Wolman campaigned for the York Board of Control in 1980, but was defeated. She later served as special assistant to Progressive Conservative cabinet minister Larry Grossman.

Wolman campaigned for the Legislative Assembly of Ontario in 1981 and 1985 as a Progressive Conservative candidate, but lost both times to New Democratic Party incumbent Tony Grande. She was later appointed to the Canadian government's Convention Refugee Determination Division in Toronto. She was also the chairman of the public affairs committee of the Ontario Long Term Residential Care Association, and managing director of a retirement home.

===Electoral record===

v; t; e; 1985 Ontario general election: Oakwood
| Party | Candidate | Votes | % |
|  | New Democratic | Tony Grande | 10,407 | 41.63 |
|  | Liberal | Joe Ricciuti | 9,631 | 38.52 |
|  | Progressive Conservative | Harriet Wolman | 4,636 | 18.54 |
|  | Communist | Mike Sterling | 327 | 1.31 |
| Total valid votes |  |  | 25,001 | 100.00 |
| Total rejected, unmarked and declined ballots |  |  | 308 |  |
| Turnout |  |  | 25,309 | 68.62 |
| Electors on the lists |  |  | 36,884 |  |

v; t; e; 1981 Ontario general election: Oakwood
| Party | Candidate | Votes | % | Expenditures |
|  | New Democratic | Tony Grande | 8,862 | 45.17 | $12,929 |
|  | Progressive Conservative | Harriet Wolman | 5,961 | 30.39 | $24,885 |
|  | Liberal | Jean M. Gammage | 4,171 | 21.26 | $14,485 |
|  | Communist | Nan McDonald | 624 | 3.18 | $1,122 |
| Total valid votes |  |  | 19,618 | 100.00 |  |
| Total rejected, unmarked and declined ballots |  |  | 315 |  |  |
| Turnout |  |  | 19,933 | 56.22 |  |
| Electors on the lists |  |  | 35,453 |  |  |

==Elaine Herzog (St. Catharines)==
Herzog had been a regional councillor and chair of the local Board of Education before campaigning for provincial office. In 1985, she criticized the regional government of Niagara for being unable to reform itself, and bring about efficiencies. She received 9,029 votes (25.39%) in 1987, finishing second against Liberal incumbent Jim Bradley.

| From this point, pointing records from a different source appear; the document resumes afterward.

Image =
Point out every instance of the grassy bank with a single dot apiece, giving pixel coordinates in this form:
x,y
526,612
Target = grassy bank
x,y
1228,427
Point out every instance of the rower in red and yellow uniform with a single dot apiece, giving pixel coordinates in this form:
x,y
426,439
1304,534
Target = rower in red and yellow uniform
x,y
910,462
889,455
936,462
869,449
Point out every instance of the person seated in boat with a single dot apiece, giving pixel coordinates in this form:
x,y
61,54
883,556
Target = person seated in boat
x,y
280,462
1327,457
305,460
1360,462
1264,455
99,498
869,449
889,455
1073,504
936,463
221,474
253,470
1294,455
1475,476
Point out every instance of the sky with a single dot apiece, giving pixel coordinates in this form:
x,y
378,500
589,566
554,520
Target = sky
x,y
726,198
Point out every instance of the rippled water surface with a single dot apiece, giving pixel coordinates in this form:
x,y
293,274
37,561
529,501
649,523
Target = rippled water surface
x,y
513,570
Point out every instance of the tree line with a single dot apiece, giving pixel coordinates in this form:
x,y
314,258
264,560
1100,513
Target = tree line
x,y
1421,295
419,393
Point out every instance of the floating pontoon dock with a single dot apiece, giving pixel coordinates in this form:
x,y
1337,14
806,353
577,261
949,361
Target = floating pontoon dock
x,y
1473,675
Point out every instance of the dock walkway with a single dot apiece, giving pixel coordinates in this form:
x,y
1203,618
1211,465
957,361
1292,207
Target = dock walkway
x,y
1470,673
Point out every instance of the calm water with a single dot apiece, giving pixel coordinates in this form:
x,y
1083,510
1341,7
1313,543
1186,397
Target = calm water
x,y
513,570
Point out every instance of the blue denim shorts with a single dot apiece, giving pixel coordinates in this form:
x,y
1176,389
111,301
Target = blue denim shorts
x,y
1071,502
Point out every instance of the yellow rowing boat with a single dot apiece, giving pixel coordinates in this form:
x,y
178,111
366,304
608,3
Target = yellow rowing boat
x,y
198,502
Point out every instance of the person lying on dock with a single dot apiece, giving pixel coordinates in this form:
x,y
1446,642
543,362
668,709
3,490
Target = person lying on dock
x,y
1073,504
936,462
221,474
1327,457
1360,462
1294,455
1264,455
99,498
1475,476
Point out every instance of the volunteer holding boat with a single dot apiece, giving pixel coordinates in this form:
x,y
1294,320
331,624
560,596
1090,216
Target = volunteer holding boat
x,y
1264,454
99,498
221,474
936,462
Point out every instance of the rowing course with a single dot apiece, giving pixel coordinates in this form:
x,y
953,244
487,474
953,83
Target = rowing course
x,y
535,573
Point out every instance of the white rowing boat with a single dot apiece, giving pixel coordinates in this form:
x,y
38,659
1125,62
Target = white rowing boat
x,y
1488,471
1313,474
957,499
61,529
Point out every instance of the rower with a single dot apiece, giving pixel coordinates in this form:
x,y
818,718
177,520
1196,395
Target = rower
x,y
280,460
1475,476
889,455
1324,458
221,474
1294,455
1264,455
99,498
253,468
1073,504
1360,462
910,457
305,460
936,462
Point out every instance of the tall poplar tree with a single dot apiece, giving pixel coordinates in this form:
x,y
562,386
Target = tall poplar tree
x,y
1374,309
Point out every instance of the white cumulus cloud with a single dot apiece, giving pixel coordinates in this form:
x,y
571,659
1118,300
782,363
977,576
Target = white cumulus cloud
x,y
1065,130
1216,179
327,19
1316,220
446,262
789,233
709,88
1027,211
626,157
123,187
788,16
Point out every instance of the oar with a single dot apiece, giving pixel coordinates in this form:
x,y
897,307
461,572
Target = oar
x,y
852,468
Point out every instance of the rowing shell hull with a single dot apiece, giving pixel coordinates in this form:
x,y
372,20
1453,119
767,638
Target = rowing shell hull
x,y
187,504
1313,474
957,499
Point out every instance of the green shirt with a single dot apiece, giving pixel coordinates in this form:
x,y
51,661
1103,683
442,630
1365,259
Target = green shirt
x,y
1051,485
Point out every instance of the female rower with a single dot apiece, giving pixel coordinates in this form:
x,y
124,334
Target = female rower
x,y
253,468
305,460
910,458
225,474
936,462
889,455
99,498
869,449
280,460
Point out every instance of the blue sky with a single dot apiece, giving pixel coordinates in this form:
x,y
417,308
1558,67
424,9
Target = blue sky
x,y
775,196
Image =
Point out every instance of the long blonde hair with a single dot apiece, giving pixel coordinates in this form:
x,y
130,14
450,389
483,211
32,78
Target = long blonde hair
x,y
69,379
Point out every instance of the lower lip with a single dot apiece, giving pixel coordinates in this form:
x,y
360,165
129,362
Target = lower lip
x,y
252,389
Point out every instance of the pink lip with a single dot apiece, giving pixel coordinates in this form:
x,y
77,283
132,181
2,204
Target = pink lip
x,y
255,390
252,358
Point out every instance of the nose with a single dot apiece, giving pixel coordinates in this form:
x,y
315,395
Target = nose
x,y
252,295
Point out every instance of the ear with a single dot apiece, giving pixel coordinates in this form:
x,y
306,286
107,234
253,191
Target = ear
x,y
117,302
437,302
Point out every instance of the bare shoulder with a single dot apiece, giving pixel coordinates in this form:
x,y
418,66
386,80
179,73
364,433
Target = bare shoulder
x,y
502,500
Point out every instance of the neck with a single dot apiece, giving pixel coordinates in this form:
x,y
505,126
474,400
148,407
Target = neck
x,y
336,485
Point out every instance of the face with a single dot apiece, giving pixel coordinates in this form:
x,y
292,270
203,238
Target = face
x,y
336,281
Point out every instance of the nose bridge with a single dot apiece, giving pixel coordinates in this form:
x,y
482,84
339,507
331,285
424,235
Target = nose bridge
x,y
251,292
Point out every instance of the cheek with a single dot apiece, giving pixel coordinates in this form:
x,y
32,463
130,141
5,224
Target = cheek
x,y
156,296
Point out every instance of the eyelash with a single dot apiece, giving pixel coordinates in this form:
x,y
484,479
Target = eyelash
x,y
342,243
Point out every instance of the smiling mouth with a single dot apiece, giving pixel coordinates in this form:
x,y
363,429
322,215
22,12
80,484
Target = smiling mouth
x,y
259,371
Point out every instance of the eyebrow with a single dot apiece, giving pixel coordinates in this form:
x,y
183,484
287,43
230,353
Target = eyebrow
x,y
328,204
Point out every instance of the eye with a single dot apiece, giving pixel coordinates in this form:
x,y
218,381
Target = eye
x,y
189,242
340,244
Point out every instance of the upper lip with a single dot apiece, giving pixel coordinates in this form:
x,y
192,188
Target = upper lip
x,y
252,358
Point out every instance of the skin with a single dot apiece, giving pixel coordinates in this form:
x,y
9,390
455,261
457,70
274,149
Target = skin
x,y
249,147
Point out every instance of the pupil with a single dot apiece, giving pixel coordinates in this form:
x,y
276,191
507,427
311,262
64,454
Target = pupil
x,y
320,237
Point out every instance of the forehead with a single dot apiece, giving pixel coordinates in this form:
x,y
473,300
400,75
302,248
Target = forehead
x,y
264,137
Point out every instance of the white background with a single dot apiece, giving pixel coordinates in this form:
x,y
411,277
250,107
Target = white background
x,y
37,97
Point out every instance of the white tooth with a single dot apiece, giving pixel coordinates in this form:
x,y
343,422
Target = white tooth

During a legislative speech in 2001, Bradley described Herzog as a "top-notch person" and a moderate Conservative in the Bill Davis model. He also argued that she would have opposed the education policies of the Mike Harris Progressive Conservative government.

==Toomas Ounapuu (York South)==

Ounapuu was born in Sweden to an Estonian family, and moved to Canada in 1950. He was an Assistant Crown Attorney in York, Ontario during the 1970s, and was appointed by provincial Attorney General Roy McMurtry to shut down the unlicensed body-rub parlours on Yonge Street in 1977. He was successful, saying that "there wasn't a bawdy house left" when he finished his work. Ounapuu took a two-year leave of absence to work as a prosecutor in Hamilton, Bermuda in 1978, and became a criminal lawyer following his return to Canada. He has participated in several notable cases, and as of 2006 is representing former Toronto City Councillor Steve Ellis against high-profiles charges of misconduct.

Ounapuu ran for the Toronto Board of Education in 1982, and was defeated. He was 38 years old in 1985.

Electoral record
| Election | Division | Party | Votes | % | Place | Winner |
|---|---|---|---|---|---|---|
| 1982 municipal | Toronto Board of Education, Ward Two | n/a | 1,870 |  | 4/5 | Sheila Meagher and Beare Weatherup |
| 1985 provincial | York South | Progressive Conservative | 5,321 | 17.56 | 3/6 | Bob Rae, New Democratic Party |

The 1982 municipal result is taken from the Toronto Star, 9 November 1982, B4, with 138 of 140 polls reporting.